Urban Prep Academies teachers go on strike; fight for parity with CPS

Chicago News

CHICAGO As the school year winds down, teachers for the three campuses of Urban Prep Academies planned to go on strike Monday, citing drastically lower pay than their CPS counterparts and a need for more classroom resources and benefits.

The decision comes after contract negotiations broke down over the weekend.

The three campuses of the all-boys Urban Prep Academy enroll approximately 650 students and routinely posts high college acceptance rates.

The Chicago Teachers Union began contract talks back in November 2018, discussing the need for more resources at the charter school, better pay and health insurance and special education resources.

“It’s been more than three years of bargaining,” said CTU president Jesse Sharkey. “Three years.”

The starting salary for teachers at Urban Prep Academies is approximately $11,000 lower than their CPS counterparts.
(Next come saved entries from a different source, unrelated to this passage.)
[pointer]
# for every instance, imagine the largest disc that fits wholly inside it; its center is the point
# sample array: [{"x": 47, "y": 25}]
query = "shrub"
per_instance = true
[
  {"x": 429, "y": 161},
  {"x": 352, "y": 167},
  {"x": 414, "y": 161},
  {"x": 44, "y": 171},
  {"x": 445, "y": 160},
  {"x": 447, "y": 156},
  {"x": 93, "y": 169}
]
The union also filed an unfair labor practice charge for refusal to release key financial information.

Teachers voted last month to authorize a strike.

“We were rooting for you, Urban Prep. We were all rooting for you,” said CTU attorney Latoyia Kimbrough. “No one wants to see you fail. We can get a fair contract.”

Both sides returned to the negotiating table Monday afternoon, with one of the major sticking points being the duration of the contract. Urban Prep wants to sign a deal that goes another three years, adding up to six years in total.

The union says it’ll sign an agreement but only through the end of the 2022 academic year.

In a statement, Urban Prep said, in part: “A one-year contract would mean that the negotiation process will start again in a matter of months. That is not in the best interest of teachers or the students for whom we all are working.”

On Monday, Urban Prep teachers said they were fighting for parity, not only for them but for their students three out of 10 who require some form of a special education resource.

“Urban Prep has access to the same finances but for some reason we’re not receiving that pay,” said Ashlee Lewis, a teacher at the school. “I absolutely love my students and they deserve to have the resources they need in the classroom and funding that Urban Prep has access to but it’s not hitting the classrooms they way it should be.”